I have a dataframe in R where each row is an sf-formatted geospatial grid. For each grid, I have the number of venomous snakes and the number of non-venomous snakes seen in that area. I also have data on the diets of birds in each grid area. Specifically, I know how many non-venomous snakes birds ate, and how many venomous snakes birds ate. My goal is to evaluate whether birds are eating fewer venomous snakes than would be expected given their abundance in a given area.

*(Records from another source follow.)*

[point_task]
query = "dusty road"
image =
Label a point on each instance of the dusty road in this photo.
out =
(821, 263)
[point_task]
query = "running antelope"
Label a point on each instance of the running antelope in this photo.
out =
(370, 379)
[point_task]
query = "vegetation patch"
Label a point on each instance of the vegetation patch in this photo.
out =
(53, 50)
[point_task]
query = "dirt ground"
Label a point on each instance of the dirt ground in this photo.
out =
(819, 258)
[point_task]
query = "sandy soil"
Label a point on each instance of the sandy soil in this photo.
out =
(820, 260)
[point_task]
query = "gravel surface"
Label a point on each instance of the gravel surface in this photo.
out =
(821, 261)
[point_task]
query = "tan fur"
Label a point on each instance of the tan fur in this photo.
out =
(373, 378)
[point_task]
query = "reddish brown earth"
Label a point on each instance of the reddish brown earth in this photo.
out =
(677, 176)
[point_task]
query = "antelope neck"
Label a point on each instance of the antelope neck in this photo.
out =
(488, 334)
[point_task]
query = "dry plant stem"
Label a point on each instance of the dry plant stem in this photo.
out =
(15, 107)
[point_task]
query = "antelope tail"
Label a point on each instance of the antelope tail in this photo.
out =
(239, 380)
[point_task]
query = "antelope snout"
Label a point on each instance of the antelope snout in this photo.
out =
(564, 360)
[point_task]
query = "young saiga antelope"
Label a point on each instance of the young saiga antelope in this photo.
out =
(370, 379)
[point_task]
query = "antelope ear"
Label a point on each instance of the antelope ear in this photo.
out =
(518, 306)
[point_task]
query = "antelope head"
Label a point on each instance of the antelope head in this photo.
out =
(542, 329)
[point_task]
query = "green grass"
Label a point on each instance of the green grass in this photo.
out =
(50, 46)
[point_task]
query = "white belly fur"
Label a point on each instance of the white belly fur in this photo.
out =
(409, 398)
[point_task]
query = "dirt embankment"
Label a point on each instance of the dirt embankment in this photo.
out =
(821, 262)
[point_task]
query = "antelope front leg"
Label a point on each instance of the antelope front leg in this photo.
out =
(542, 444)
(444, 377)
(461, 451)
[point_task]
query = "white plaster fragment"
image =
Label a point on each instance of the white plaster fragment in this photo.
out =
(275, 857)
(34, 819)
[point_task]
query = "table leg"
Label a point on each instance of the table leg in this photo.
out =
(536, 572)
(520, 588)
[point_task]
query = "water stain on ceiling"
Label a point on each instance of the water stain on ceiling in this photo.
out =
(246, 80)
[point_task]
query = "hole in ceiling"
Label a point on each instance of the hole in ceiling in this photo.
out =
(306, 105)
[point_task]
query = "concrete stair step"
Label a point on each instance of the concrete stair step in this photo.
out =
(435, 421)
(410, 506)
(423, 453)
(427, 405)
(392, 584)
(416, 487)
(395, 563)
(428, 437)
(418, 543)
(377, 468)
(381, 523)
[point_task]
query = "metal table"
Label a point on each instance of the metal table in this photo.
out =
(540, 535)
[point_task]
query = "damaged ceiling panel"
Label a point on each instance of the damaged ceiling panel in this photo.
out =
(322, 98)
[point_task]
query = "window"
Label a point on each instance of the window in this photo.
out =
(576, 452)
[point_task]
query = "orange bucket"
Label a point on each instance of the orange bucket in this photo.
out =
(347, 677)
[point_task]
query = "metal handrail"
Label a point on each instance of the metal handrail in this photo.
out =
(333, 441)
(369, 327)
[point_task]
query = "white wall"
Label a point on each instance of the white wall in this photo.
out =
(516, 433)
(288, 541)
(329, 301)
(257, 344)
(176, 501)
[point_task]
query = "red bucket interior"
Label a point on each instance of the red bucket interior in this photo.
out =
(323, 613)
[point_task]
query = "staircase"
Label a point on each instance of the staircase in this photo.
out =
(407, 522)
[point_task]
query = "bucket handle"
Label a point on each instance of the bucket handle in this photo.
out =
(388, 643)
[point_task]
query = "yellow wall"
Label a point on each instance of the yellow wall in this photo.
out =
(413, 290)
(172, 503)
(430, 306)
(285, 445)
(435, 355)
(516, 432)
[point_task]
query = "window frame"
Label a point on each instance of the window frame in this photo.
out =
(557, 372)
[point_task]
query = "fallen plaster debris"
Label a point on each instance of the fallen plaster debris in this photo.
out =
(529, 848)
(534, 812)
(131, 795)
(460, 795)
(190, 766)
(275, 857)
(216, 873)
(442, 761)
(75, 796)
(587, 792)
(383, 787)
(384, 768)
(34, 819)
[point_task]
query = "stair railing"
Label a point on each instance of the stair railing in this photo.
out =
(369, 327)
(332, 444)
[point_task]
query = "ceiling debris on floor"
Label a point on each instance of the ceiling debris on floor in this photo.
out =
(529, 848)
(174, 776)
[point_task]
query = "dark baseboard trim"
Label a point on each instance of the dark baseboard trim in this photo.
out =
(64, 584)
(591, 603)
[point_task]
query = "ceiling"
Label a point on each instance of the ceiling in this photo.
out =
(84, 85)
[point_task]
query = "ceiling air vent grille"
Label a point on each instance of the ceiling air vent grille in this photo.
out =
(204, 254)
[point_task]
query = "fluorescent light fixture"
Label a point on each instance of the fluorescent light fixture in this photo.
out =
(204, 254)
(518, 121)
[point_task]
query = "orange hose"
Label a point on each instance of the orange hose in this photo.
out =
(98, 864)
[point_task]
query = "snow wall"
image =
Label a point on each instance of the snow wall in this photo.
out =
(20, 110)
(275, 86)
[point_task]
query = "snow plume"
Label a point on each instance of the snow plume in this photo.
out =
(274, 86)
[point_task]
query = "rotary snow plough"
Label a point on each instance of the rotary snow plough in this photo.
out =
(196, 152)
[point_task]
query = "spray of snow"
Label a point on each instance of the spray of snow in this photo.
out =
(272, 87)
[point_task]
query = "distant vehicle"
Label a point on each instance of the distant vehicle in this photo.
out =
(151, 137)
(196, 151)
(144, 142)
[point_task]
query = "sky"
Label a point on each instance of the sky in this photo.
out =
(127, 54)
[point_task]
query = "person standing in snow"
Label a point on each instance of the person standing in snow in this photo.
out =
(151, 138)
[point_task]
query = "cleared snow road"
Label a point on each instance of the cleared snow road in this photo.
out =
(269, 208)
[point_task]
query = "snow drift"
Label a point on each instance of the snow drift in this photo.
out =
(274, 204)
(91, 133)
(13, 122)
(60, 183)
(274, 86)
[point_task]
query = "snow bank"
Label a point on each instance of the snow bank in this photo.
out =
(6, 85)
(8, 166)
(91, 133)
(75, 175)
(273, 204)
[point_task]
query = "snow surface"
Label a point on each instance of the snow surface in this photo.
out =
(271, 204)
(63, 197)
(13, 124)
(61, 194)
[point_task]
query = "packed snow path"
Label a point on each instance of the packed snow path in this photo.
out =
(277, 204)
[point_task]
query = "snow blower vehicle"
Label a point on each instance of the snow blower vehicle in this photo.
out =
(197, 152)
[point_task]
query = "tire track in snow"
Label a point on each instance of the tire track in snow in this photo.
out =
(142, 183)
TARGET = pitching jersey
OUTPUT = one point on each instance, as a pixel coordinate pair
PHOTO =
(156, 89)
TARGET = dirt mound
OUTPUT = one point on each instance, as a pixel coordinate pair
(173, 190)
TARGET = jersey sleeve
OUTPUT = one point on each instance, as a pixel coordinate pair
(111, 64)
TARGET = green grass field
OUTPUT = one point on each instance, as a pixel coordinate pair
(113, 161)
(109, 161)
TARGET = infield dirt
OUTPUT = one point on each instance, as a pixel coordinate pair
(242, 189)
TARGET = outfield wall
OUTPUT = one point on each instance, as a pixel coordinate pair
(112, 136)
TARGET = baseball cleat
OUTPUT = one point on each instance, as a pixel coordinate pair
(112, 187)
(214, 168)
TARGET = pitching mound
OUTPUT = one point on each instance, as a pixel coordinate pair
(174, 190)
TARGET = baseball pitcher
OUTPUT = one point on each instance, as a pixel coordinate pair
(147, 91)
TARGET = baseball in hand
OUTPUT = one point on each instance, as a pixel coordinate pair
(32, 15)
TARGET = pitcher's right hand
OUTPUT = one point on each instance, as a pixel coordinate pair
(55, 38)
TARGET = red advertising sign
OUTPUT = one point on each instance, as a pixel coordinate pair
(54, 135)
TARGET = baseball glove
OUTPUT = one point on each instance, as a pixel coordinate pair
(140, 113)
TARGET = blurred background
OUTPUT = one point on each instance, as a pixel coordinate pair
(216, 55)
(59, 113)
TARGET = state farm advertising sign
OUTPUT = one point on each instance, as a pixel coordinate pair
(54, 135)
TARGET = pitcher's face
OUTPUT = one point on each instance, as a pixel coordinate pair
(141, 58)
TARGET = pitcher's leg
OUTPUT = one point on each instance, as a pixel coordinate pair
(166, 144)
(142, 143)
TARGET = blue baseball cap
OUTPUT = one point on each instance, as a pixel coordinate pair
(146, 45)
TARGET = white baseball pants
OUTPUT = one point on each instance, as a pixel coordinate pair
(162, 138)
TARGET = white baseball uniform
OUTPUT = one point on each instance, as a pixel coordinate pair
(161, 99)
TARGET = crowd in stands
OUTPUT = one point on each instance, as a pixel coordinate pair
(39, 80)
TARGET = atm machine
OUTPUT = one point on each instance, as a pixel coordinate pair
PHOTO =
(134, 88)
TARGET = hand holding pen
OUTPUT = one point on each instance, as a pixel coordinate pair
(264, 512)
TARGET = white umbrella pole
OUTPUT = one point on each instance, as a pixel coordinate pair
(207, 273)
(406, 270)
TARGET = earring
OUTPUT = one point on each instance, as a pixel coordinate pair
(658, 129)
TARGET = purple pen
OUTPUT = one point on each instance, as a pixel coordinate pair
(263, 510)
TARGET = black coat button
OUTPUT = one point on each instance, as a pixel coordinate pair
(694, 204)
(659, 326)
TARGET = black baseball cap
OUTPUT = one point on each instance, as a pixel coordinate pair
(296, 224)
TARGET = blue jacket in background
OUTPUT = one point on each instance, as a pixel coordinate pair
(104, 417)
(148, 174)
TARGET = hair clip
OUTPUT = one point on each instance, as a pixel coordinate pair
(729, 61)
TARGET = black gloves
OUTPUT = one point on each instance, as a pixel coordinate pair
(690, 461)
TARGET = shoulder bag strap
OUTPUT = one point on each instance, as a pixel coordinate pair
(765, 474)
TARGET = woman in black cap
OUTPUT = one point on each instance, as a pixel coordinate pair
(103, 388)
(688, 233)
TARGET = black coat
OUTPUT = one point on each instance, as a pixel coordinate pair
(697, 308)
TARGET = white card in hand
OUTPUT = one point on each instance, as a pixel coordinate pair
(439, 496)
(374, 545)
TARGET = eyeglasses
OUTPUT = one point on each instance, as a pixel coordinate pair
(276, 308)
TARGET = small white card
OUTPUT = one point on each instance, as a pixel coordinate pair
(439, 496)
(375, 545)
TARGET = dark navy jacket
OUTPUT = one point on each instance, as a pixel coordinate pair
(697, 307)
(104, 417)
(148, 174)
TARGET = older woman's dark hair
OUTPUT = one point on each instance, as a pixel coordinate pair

That is, are birds avoiding potentially dangerous prey.
See below for an example dataframe (though without the column describing each spatial polygon; I'm not sure how to recreate that for this example).
df <- data.frame(grid_id = c(1,2,3,4,5),
n_venomous = c(50,50,50,50,50),
n_non_venomous = c(50,50,50,50,50),
n_eat_venomous = c(10, 10, 10, 10, 10),
n_eat_non_venomous = c(40, 40, 40, 40, 40))
> df
grid_id n_venomous n_non_venomous n_eat_venomous n_eat_non_venomous
1 1 50 50 10 40
2 2 50 50 10 40
3 3 50 50 10 40
4 4 50 50 10 40
5 5 50 50 10 40
This seems like a relatively simply case of calculating differences between observed and expected values (i.e., if birds weren't choosy, we would expect them to eat 25 venomous and 25 non-venomous snakes in each area). But I imagine I shouldn't just run dozens of individual chi-square tests (I have 50+ different spatial grids). There is also the issue of spatial autocorrelation.
Given my research goal, how should I approach this analysis in R?